As writers, we often end up answering many interview questions in the course of book promotion, or for individual stories in publications like SmokeLong. Do you have a least-favorite interview question? (For example, I dislike being asked about process, because process is so personal I just don’t really see how it is useful to other people—but maybe that’s just me!)
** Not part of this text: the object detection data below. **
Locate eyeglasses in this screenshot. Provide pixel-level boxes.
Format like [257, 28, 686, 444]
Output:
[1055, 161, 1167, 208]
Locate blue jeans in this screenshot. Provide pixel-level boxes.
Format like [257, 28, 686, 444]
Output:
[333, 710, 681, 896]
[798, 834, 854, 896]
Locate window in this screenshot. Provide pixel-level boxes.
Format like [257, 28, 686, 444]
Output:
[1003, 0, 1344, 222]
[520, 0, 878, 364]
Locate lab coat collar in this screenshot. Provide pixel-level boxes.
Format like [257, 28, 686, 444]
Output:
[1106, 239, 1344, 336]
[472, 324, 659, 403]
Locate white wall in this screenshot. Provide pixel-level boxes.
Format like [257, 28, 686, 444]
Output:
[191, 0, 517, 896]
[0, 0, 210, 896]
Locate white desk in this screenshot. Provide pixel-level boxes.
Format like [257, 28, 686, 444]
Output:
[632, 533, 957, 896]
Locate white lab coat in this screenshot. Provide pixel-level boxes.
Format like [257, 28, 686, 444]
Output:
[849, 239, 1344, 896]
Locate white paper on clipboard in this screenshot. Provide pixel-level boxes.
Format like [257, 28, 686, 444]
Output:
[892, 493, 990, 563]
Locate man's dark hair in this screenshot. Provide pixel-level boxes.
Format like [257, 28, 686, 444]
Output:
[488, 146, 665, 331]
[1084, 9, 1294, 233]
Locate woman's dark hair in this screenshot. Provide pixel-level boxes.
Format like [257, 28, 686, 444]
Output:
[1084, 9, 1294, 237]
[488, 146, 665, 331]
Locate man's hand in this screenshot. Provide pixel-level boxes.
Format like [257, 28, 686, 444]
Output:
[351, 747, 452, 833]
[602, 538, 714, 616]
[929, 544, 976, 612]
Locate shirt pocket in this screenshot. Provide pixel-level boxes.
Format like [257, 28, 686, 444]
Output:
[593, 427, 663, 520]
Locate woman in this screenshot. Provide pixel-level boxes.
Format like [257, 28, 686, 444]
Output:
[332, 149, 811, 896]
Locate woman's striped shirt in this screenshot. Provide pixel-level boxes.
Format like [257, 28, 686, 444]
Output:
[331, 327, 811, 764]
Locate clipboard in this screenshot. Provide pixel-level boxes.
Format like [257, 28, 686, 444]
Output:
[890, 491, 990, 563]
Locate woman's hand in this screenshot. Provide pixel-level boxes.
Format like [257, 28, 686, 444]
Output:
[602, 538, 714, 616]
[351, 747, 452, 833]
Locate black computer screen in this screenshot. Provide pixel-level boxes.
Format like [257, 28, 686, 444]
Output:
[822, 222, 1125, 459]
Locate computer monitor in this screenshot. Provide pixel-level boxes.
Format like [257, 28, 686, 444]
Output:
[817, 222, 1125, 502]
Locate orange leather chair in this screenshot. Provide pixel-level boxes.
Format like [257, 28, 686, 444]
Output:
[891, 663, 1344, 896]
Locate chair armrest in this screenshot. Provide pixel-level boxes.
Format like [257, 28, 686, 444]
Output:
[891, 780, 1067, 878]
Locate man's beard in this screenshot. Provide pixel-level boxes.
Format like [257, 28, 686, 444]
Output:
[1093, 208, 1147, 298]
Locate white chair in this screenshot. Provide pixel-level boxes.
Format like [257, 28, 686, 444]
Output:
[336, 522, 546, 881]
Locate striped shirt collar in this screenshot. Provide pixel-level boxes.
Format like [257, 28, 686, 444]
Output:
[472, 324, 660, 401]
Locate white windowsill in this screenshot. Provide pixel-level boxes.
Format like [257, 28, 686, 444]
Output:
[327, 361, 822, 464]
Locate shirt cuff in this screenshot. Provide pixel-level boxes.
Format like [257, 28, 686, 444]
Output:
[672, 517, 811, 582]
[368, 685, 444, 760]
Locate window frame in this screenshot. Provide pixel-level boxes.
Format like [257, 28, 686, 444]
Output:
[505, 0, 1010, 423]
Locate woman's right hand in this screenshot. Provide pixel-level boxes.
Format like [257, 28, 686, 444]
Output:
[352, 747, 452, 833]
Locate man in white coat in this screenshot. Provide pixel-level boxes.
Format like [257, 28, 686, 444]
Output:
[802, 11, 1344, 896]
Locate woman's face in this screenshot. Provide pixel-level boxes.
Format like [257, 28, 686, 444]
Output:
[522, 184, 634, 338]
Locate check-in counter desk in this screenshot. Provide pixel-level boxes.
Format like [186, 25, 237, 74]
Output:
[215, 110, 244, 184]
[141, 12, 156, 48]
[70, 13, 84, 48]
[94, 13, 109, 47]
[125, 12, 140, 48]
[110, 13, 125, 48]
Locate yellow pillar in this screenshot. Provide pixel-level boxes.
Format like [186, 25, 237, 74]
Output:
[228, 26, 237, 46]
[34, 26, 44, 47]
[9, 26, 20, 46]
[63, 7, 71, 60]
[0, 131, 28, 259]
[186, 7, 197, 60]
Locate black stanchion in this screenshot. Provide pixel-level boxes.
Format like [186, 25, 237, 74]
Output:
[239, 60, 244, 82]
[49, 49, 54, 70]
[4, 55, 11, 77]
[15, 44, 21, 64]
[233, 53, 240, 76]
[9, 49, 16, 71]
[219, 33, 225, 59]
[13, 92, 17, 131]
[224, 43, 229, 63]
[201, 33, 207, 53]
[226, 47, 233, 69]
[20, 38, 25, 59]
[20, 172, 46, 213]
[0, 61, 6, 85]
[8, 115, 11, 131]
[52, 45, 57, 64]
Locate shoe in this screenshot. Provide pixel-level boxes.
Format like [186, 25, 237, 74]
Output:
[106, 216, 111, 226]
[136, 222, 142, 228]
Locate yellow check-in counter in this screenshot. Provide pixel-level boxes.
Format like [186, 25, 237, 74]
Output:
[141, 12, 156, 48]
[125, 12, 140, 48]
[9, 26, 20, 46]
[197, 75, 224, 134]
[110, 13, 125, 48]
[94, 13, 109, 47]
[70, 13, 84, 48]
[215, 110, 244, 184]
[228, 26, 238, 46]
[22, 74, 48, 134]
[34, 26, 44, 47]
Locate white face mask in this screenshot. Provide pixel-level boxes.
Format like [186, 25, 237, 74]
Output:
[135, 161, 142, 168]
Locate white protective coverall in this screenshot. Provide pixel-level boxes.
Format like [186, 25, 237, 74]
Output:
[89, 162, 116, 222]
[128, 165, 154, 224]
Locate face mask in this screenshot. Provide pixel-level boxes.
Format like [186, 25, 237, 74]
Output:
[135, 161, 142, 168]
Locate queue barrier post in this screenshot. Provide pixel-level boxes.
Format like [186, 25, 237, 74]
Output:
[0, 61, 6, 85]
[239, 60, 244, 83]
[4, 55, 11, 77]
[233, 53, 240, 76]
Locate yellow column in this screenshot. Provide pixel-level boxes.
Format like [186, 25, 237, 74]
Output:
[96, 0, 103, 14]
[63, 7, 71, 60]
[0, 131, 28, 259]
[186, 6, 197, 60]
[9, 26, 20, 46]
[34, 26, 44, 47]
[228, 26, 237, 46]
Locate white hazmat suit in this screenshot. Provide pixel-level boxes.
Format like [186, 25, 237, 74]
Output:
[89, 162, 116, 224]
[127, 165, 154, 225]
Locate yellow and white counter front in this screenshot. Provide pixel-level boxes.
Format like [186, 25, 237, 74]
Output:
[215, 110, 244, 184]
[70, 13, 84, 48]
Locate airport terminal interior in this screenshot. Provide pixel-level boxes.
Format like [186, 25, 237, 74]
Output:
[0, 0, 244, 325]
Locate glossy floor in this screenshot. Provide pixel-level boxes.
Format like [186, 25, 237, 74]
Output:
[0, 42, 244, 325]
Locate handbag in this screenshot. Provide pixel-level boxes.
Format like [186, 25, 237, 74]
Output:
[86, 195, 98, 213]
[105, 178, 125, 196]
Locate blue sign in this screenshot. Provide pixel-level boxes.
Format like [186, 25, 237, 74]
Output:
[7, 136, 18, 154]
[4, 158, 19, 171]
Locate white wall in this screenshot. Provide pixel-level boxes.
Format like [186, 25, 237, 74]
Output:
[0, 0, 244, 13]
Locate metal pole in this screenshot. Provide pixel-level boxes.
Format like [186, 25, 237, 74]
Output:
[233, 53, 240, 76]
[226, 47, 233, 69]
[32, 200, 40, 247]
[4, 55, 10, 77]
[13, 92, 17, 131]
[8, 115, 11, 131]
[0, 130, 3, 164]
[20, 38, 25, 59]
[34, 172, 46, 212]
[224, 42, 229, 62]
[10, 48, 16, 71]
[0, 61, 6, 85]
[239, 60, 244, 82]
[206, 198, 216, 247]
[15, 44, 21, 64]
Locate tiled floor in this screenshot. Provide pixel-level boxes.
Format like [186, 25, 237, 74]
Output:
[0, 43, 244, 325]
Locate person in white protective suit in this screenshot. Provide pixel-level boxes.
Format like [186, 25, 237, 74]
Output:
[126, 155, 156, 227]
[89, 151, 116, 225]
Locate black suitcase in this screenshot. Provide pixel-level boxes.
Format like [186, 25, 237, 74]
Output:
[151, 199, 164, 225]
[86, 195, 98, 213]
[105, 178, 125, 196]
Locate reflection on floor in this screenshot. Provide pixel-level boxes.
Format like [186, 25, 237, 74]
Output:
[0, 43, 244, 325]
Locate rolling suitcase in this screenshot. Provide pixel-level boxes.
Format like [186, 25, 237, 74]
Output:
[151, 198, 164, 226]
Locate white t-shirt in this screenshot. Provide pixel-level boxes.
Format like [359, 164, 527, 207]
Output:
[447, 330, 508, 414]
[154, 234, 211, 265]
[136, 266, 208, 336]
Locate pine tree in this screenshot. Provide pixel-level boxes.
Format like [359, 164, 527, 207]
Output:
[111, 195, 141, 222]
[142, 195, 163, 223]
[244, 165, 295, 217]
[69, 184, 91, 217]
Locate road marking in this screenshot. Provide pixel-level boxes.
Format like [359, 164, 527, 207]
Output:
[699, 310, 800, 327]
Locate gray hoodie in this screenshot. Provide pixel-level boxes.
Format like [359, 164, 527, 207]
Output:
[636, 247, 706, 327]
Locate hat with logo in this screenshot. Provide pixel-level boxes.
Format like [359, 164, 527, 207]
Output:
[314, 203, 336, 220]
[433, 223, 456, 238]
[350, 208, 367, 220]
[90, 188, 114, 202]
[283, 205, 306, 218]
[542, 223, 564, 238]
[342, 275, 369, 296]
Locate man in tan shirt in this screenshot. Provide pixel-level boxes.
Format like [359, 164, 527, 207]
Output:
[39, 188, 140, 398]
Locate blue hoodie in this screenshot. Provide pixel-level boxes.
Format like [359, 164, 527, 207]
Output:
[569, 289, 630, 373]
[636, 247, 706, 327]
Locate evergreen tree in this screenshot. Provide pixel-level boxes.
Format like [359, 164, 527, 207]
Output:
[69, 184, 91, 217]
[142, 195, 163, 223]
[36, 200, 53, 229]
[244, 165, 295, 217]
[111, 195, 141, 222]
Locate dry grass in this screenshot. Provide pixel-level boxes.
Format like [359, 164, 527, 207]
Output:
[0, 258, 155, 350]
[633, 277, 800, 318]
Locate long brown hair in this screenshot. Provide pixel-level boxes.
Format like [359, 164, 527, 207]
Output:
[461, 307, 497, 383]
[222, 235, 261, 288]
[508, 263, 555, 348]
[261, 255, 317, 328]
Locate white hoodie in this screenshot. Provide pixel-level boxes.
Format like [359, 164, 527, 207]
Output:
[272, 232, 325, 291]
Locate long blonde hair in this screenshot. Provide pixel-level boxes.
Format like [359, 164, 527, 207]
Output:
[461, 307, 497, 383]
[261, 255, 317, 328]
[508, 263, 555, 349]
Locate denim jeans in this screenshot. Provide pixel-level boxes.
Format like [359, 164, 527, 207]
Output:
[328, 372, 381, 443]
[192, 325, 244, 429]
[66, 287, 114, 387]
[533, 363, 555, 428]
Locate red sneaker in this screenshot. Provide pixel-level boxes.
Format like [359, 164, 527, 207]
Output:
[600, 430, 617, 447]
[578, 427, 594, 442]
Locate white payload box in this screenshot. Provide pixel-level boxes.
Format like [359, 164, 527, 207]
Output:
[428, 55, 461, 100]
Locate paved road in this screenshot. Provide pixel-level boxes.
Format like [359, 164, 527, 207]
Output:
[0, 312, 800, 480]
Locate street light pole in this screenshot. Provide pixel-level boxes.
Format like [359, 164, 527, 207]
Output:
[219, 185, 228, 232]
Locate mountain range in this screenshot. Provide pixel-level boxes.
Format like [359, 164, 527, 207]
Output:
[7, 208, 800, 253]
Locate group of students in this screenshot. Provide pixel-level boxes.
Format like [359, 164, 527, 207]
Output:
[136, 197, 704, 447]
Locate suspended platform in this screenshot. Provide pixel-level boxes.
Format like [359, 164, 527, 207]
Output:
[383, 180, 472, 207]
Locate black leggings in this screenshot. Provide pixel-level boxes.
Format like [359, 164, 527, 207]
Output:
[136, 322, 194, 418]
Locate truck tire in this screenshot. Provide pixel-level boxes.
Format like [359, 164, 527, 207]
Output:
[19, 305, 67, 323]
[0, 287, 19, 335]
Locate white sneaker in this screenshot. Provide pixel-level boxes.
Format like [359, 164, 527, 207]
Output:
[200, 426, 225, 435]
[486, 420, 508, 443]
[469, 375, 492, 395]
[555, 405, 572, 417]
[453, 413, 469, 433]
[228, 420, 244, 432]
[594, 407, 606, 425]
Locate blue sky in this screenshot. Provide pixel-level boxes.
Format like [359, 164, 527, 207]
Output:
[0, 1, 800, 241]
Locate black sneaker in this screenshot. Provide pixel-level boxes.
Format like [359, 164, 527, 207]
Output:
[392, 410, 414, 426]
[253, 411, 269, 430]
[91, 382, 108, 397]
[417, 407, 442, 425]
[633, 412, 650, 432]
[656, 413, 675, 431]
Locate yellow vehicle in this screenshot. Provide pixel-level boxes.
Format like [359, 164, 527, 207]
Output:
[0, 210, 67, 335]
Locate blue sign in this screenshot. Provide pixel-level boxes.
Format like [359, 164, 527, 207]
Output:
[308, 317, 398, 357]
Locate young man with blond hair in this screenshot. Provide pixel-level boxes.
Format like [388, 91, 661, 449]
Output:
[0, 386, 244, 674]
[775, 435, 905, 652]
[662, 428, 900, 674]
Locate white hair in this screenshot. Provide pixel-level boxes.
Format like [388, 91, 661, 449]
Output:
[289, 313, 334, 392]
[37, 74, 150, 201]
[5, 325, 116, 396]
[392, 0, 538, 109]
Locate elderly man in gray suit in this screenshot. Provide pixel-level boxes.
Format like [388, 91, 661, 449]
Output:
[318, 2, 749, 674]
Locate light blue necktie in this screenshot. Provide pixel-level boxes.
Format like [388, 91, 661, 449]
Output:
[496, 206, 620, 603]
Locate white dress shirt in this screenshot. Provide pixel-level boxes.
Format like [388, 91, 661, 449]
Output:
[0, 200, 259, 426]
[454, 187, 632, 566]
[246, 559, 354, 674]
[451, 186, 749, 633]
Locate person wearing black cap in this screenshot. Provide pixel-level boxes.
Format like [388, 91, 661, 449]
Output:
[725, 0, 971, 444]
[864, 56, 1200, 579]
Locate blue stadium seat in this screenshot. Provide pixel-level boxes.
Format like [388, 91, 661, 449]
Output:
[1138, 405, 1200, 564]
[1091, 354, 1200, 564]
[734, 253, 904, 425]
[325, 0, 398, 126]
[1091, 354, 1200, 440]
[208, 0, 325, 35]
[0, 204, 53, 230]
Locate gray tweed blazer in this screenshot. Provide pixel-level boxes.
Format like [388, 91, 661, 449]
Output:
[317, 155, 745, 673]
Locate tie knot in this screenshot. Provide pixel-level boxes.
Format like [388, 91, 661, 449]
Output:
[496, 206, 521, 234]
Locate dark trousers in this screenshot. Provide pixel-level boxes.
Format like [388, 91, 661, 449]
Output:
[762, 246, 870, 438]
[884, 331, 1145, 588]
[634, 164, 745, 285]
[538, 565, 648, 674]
I agree that process is a very personal thing, but I also quite enjoy seeing the different ways that work for different people. I suppose being asked who my influences are is a tricky one because we’re all influenced by so many ever-changing things all the time. There are other writers I admire and would love to emulate, but I also know that’s not really possible (or useful, necessarily) and it feels weird to say I’m “influenced” by them. Just like the fragment metaphor above, we’re constantly bombarded by influences—social media, memories, random conversations, our latest hyperfixation, beloved nostalgic passions, or whatever we happen to be reading or watching that day—it’s hard to pin down just one or two. I think any piece of writing tends to be the product of a lifetime of (often subconscious) influences acquired by osmosis—or maybe a random morbid thought that just happened to expand itself into a story.

About the Author

Jo Gatford is a writer who procrastinates about writing by writing about writing. Her work has been published by SmokeLong Quarterly, Litro, [PANK], Aesthetica, and elsewhere, as well as winning the Flash500 Prize, the Bath Flash Fiction Prize, and The Fiction Desk Flash Fiction Contest. Her first novel, White Lies, was published by Legend Press in 2014. She is one half of Writers’ HQ and tweets about weird 17th century mermaid tiles at @jmgatford. She feels very strongly about puns and Shakespeare.

About the Interviewer

Wendy J. Fox is the author of four books of fiction, including the novel, If the Ice Had Held, and the recent short story collection, What If We Were Somewhere Else, which won the Colorado Book Awards for literary fiction. She has written for The Rumpus, Buzzfeed, Self, Business Insider, and Ms., and her work has appeared in literary magazines including Washington Square, Euphony, and Painted Bride Quarterly.

This interview appeared in Issue Seventy-One of SmokeLong Quarterly.